And as I sit and the parson talks, expounding of the Law,
I often think of poor old Bill — and how hard he was to saw.


Or, as read by Jean Shepherd on his radio show many years ago:



(If you are ever in Victoria, British Columbia be sure to stop by the "Bard and Banker" pub. It was the bank where Service worked as a clerk - and lived for a time - before traveling to the Yukon. They have a lot of Service poetry and pictures.)

KatyMan

(4,188 posts)
30. The Great Figure
Sat Dec 30, 2017, 02:06 PM
Dec 2017

The Great Figure
By William Carlos Williams


Among the rain
and lights
I saw the figure 5
in gold
on a red
firetruck
moving
tense
unheeded
to gong clangs
siren howls
and wheels rumbling
through the dark city.


Williams was a master.

left-of-center2012

(34,195 posts)
32. Edgar Albert Guest
Sat Dec 30, 2017, 02:32 PM
Dec 2017

Edgar Albert Guest (20 August 1881 in Birmingham, England – 5 August 1959 in Detroit, Michigan) was a prolific English-born American poet who was popular in the first half of the 20th century and became known as the People's Poet.
His poems often had an inspirational and optimistic view of everyday life.

Myself
by Edgar Guest

I have to live with myself, and so,
I want to be fit for myself to know;
I want to be able as days go by,
Always to look myself straight in the eye;

I don't want to stand with the setting sun
And hate myself for the things I've done.
I don't want to keep on a closet shelf
A lot of secrets about myself,

And fool myself as I come and go
Into thinking that nobody else will know
The kind of man I really am;
I don't want to dress myself up in sham.

I want to deserve all men's respect;
But here in this struggle for fame and pelf,
I want to be able to like myself.
I don't want to think as I come and go
That I'm for bluster and bluff and empty show.
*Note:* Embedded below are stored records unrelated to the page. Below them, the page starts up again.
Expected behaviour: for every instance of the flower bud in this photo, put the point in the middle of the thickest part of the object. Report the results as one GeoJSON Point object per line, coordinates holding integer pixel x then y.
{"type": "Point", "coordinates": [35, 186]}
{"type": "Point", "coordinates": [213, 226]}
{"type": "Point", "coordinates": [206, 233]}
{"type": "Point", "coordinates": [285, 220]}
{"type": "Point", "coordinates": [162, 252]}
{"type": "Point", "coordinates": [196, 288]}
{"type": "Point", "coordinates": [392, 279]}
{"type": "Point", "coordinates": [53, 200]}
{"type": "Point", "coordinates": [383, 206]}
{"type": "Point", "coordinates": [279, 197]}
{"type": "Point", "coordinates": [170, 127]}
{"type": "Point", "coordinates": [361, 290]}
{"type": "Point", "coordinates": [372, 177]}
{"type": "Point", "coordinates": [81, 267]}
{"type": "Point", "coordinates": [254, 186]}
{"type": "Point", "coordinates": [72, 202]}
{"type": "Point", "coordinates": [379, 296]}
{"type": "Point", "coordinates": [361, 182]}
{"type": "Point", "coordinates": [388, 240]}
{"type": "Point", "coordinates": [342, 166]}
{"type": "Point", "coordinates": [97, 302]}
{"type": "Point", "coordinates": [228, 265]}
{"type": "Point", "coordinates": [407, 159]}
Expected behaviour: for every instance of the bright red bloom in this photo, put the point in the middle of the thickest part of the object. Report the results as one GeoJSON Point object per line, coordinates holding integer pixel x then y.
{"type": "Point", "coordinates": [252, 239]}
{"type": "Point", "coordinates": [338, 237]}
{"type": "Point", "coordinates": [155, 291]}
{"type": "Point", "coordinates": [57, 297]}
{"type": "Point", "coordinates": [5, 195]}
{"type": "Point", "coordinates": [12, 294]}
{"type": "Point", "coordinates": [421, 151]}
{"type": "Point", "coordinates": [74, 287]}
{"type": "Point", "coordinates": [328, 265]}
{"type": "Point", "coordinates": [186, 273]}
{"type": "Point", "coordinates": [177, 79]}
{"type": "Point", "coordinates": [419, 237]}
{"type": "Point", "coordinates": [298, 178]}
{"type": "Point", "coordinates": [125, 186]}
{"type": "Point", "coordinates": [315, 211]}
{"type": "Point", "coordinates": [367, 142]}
I never can hide myself from me,
I see what others may never see,
I know what others may never know,
I never can fool myself -- and so,

Whatever happens, I want to be
Self-respecting and conscience free.

LWolf

(46,179 posts)
33. To Autumn
Sat Dec 30, 2017, 02:33 PM
Dec 2017

To Autumn Launch Audio in a New Window
BY JOHN KEATS

Season of mists and mellow fruitfulness,
Close bosom-friend of the maturing sun;
Conspiring with him how to load and bless
With fruit the vines that round the thatch-eves run;
To bend with apples the moss'd cottage-trees,
And fill all fruit with ripeness to the core;
To swell the gourd, and plump the hazel shells
With a sweet kernel; to set budding more,
And still more, later flowers for the bees,
Until they think warm days will never cease,
For summer has o'er-brimm'd their clammy cells.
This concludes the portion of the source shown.